= Habeas Corpus Parliament =

The Habeas Corpus Parliament, also known as the First Exclusion Parliament, was a short-lived English Parliament which assembled on 6 March 1679 (or 1678, Old Style) during the reign of Charles II of England, the third parliament of the King's reign. It is named after the Habeas Corpus Act, which it enacted in May 1679.

The Habeas Corpus Parliament sat for two sessions. The first session sat from 6 March 1679 to 13 March 1679, the second session from 15 March 1679 to 26 May 1679. It was dissolved while in recess on 12 July 1679.

==History==
The parliament succeeded the long Cavalier Parliament of 1661–1678/79, which the King had dissolved. Elections were held for a new parliament on various dates in February 1678/79, after which the Earl of Shaftesbury estimated that of the members of the new House of Commons one third were friends of the court, three-fifths favouring the Opposition, and the rest capable of going either way. On Thursday, 6 March, the Parliament first met, and the King opened the session with a speech to both houses, in which he said:

I have done many great Things already... as the Exclusion of the Popish Lords from their Seats in Parliament; the Execution of several Men, both upon the score of the Plot, and the Murder of Sir Edmundbury Godfrey... I have disbanded as much of the Army as I could get Money to do; and I am ready to disband the rest so soon as you shall reimburse me the Money they have cost me, and will enable me to pay off the Remainder: And above all, I have commanded my Brother to absent himself from me, because I would not leave malicious Men room to say, I had not removed all Causes which could be pretended to influence me towards Popish Counsels... I have not been wanting in giving Orders for putting all the present Laws in Execution against Papists; and I am ready to join in the making such farther Laws, as may be necessary for securing the Kingdom against Popery... I must needs put you in mind how necessary it will be to have a good Strength at Sea, next Summer, since our Neighbours are making naval Preparations... I will conclude as I begun, with my earnest Desires to have this a Healing Parliament; and I do give you this Assurance that I will with my Life defend both the Protestant Religion, and the Laws of this Kingdom, and I do expect from you to be defended from the Calumny, as well as the Danger of those worst of Men, who endeavour to render me, and my Government, odious to my People. The rest I leave to the Lord Chancellor.
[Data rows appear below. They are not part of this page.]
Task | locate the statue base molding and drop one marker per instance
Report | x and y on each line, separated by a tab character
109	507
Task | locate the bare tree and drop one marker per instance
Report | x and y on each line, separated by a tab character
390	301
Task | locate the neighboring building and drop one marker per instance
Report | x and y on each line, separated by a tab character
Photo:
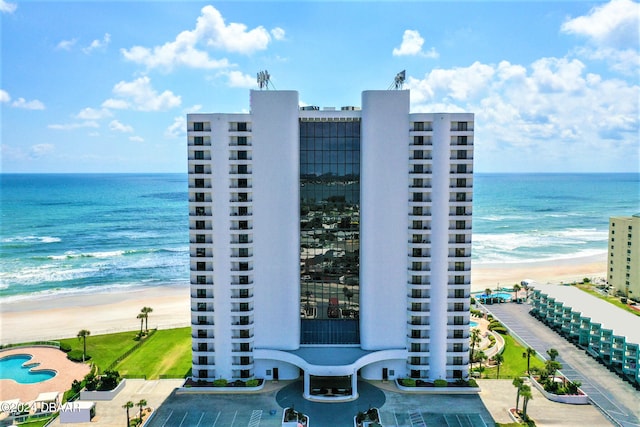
607	332
332	242
624	256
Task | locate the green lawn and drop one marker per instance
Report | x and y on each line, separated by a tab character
610	299
166	352
105	349
514	364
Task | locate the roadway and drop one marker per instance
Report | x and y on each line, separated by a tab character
615	398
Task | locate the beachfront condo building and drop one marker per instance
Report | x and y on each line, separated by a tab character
330	243
624	256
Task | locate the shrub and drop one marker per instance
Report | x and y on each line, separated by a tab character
500	329
109	380
76	356
91	381
408	382
76	386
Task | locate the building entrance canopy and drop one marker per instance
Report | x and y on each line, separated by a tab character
326	362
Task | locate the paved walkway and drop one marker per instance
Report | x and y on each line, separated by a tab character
397	409
616	398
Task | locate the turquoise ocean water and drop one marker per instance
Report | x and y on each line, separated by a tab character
78	233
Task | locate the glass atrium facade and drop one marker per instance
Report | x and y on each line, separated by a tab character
330	231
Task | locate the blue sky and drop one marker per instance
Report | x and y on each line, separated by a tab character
105	86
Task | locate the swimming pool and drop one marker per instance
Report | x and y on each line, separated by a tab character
499	295
17	369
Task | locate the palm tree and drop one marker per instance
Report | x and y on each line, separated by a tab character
475	339
516	288
128	406
348	293
145	311
83	334
141	404
481	357
528	353
498	358
525	392
141	317
551	366
518	383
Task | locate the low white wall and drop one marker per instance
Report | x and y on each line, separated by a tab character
219	390
439	390
102	395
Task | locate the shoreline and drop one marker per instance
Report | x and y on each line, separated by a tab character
62	316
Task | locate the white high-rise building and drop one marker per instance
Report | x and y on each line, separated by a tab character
330	242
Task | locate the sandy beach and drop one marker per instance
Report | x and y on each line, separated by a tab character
63	316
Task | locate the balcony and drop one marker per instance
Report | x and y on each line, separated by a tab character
206	337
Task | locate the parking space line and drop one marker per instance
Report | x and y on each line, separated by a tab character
185	416
216	420
200	420
167	420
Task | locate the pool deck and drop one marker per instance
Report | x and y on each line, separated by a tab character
49	358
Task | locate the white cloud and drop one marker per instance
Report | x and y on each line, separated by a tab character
612	33
210	31
6	7
93	114
140	95
71	126
28	105
115	125
97	44
116	104
178	129
278	33
40	150
614	24
547	112
238	79
66	44
411	45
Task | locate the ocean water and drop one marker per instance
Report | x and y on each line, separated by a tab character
78	233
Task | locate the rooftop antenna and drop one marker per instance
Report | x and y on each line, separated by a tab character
264	80
398	81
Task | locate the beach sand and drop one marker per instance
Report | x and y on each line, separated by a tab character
63	316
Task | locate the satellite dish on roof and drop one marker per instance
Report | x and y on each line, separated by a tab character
264	80
398	81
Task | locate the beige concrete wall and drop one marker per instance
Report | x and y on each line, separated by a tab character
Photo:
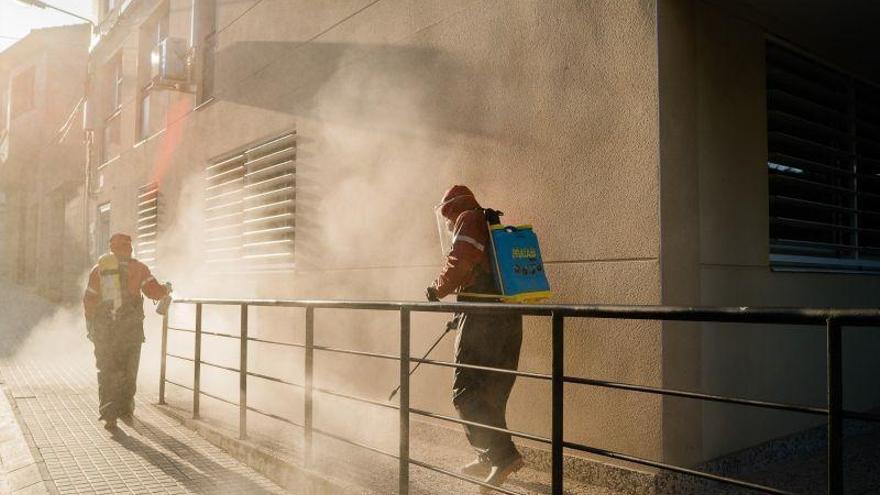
679	224
548	110
754	361
45	170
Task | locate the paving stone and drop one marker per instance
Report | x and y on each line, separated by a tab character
57	402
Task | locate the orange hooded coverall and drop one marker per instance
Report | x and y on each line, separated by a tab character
492	340
114	314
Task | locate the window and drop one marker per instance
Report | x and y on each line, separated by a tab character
204	39
250	206
151	104
113	122
148	224
107	6
102	230
115	80
823	165
22	92
111	138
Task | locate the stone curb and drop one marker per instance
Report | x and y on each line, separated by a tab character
21	473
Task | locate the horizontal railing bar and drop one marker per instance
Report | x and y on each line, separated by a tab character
275	417
214	365
216	334
669	467
356	353
462	478
216	397
790	316
524	374
529	436
288	344
698	395
178	384
273	379
861	416
355	398
352	442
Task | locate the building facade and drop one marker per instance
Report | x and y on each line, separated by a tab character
42	160
674	152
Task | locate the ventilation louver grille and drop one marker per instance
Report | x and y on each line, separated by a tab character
250	207
823	165
147	225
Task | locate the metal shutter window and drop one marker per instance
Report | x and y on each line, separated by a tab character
250	206
823	163
147	224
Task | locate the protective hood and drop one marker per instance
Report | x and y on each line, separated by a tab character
457	200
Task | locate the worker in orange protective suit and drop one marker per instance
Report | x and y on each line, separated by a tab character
114	312
492	340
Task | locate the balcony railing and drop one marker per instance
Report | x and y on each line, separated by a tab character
831	319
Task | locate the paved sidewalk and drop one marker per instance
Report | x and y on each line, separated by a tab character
47	372
57	403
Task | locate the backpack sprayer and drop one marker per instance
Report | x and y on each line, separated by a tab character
517	268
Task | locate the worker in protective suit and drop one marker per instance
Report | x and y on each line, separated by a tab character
114	311
492	340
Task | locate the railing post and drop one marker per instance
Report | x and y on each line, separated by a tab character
403	486
835	407
164	359
242	374
197	361
308	389
558	359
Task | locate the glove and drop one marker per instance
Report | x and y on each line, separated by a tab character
431	294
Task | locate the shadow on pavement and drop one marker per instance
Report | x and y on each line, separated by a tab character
193	469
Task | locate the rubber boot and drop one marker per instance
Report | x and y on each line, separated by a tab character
499	474
478	468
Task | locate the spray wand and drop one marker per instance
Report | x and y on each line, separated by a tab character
450	326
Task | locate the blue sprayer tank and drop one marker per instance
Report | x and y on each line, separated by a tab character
517	264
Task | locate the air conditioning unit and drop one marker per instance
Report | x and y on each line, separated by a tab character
170	65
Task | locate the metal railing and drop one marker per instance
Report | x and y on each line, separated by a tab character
833	320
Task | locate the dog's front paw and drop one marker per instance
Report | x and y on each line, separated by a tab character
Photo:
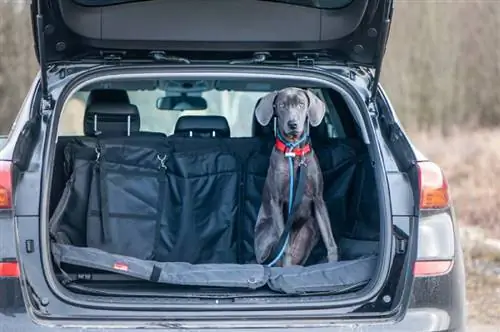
333	256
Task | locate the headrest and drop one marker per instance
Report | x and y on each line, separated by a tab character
108	96
259	130
203	125
111	118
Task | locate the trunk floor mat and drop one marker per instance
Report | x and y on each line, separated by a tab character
326	277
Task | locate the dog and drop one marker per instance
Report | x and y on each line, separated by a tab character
293	110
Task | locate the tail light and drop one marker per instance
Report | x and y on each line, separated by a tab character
5	185
436	238
10	268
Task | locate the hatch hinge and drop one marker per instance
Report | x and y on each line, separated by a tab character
162	56
112	57
307	59
382	43
47	100
257	57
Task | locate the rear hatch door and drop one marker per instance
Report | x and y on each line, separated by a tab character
352	31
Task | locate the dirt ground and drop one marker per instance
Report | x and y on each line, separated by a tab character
471	162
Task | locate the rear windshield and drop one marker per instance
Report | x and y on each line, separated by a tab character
237	106
321	4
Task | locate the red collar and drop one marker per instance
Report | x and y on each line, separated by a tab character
292	152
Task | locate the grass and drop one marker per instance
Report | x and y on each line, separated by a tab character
471	163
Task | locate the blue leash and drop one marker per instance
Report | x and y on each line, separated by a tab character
291	146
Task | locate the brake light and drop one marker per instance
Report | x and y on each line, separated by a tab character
9	270
436	236
5	185
433	186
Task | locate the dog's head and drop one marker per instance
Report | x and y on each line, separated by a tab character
294	108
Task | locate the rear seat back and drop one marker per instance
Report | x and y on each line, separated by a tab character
202	126
111	119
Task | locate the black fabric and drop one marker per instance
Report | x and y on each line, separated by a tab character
202	126
194	200
111	118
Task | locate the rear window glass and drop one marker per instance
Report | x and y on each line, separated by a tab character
236	106
321	4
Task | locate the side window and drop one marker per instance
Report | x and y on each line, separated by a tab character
332	119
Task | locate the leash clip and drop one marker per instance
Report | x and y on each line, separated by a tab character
303	161
162	160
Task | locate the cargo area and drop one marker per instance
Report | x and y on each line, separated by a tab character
165	202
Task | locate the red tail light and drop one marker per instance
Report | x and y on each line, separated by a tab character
436	238
9	269
5	185
433	187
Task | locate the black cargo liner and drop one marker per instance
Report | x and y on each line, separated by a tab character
213	231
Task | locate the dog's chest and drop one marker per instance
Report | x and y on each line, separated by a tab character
285	175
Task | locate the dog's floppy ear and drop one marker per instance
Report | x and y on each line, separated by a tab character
316	110
265	108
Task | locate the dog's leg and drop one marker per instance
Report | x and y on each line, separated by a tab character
321	214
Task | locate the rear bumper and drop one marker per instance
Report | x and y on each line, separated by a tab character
421	320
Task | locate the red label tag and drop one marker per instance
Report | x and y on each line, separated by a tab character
120	266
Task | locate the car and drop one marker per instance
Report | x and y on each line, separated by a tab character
140	213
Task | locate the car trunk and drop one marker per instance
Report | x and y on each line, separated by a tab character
178	213
136	218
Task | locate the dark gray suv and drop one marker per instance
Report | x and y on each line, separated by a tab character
139	212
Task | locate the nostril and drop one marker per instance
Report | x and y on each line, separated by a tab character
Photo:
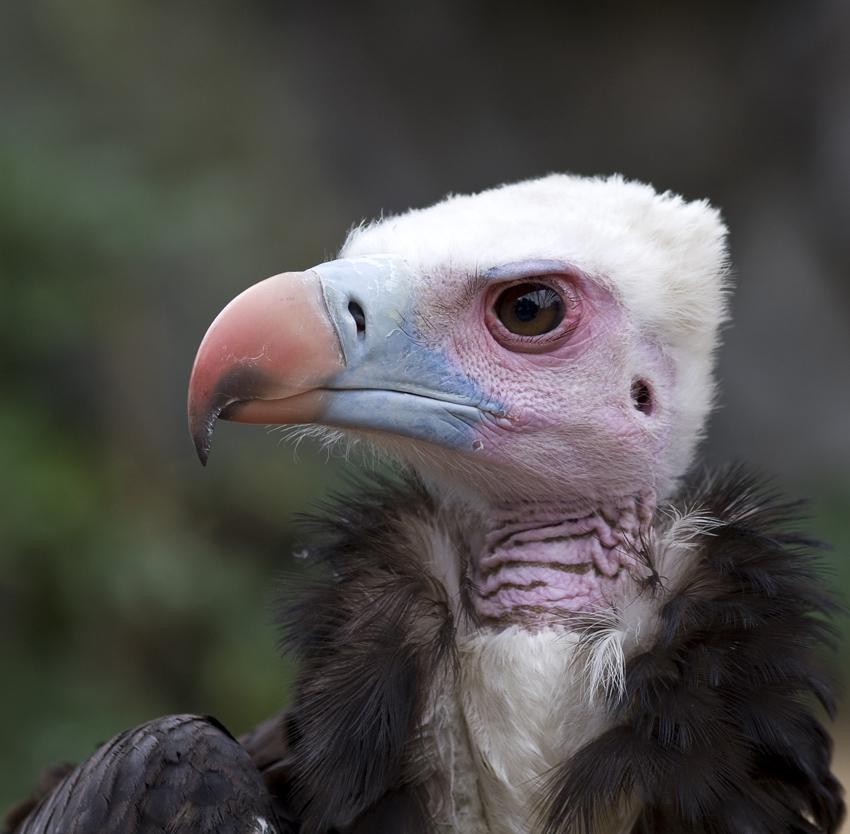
356	312
641	396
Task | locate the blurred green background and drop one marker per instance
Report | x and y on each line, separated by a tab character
158	157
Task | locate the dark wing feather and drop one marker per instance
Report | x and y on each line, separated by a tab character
717	733
181	773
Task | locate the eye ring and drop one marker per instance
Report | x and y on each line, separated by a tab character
530	309
534	314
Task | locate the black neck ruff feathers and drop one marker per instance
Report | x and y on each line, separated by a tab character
716	732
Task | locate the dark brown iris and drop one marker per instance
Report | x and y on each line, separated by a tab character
530	309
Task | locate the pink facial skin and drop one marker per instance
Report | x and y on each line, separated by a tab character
588	414
581	451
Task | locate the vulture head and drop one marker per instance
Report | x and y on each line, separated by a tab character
541	353
534	628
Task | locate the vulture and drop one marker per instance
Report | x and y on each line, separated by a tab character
544	619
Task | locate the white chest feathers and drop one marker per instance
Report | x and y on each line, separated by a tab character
517	707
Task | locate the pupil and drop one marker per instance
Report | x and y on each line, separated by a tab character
526	308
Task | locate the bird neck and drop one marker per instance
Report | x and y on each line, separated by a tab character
547	563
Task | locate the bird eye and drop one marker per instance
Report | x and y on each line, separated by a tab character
530	309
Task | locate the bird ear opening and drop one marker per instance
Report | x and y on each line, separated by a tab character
642	397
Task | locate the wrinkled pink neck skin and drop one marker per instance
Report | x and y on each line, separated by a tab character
550	567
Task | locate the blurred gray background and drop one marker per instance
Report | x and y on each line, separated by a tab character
158	157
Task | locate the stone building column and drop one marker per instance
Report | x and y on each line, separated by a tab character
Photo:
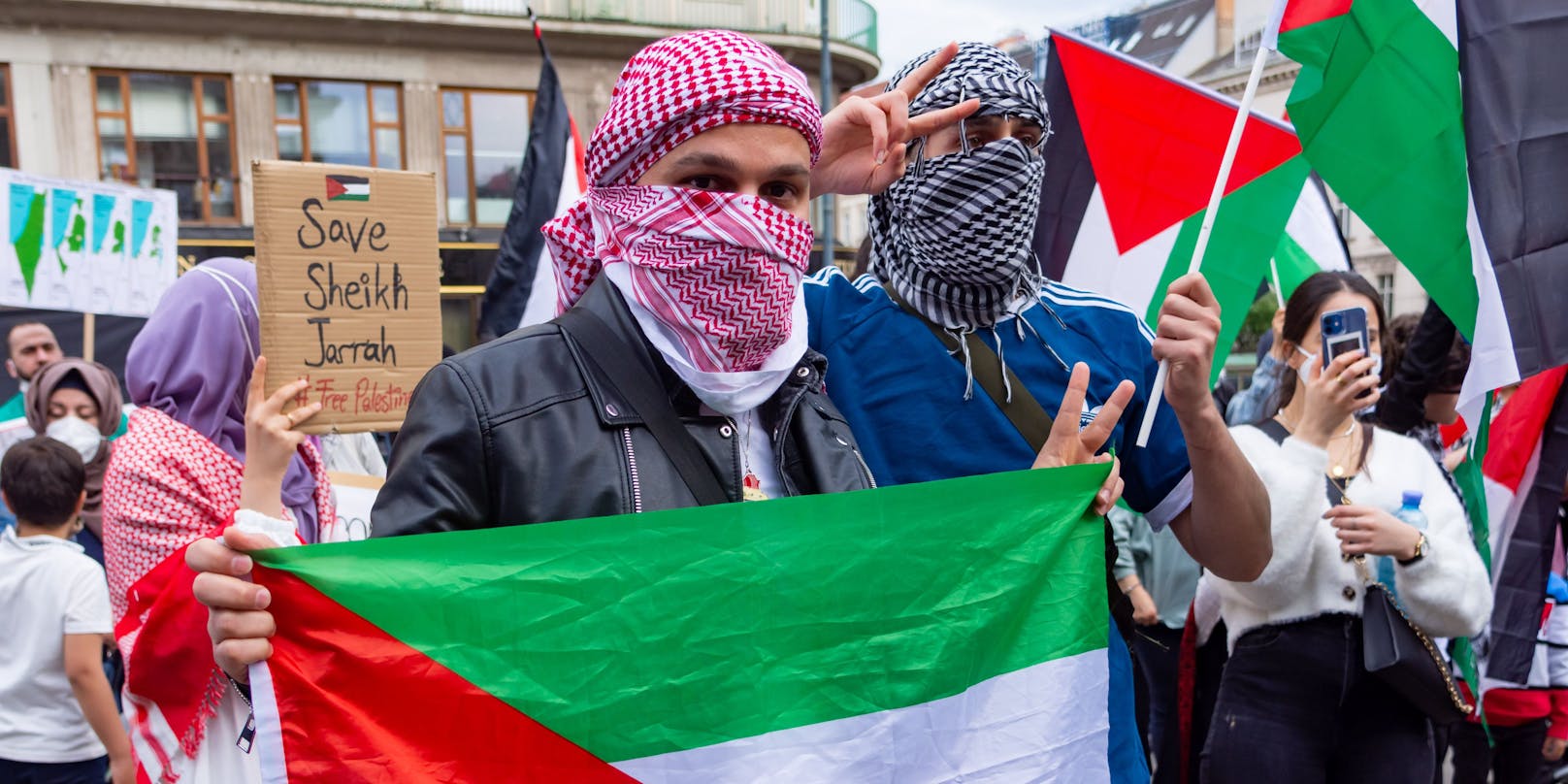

Lord Chancellor Finch replied.

After several days of debate and correspondence with the King, William Gregory, who had served only one year in Parliament, was elected to serve as Speaker of the House of Commons, this being agreed as a compromise between the Commons, who had wished to re-elect Edward Seymour, and the King, who objected to Seymour.

On 25 March, Shaftesbury made a strong speech in the House of Lords warning of the threat of Popery and arbitrary government, and denouncing the royal administrations in the Kingdom of Scotland under John Maitland, 1st Duke of Lauderdale, and in the Kingdom of Ireland under James Butler, 1st Duke of Ormonde. He also denounced anew the Earl of Danby. Parliament resumed the pursuit of Danby's impeachment, showing even more anger against him than its Cavalier Parliament predecessor had.

As the parliament's name implies, its most notable achievement was the passage of the Habeas Corpus Act 1679. This was part of the struggle led by Shaftesbury to exclude the King's Roman Catholic brother James, Duke of York, from the succession to the throne, as Shaftesbury and his allies believed James would rule England arbitrarily.

On 15 May 1679, Shaftesbury's supporters in the Commons introduced the Exclusion Bill, which had the specific aim of disbarring the Duke of York from the throne. When it appeared that the bill was likely to pass, Charles used his prerogative to dissolve Parliament, which was prorogued on 27 May 1679 and did not meet again before it came to an end on 12 July 1679.

On 22 June, in the dying days of the parliament, although some weeks after its final meeting, came the Battle of Bothwell Bridge, at which troops commanded by the King's illegitimate son James Scott, 1st Duke of Monmouth defeated a rebellion in Scotland by militant Presbyterian Covenanters against Lauderdale's rule. Following the battle, Lauderdale was replaced in Scotland by the Duke of York.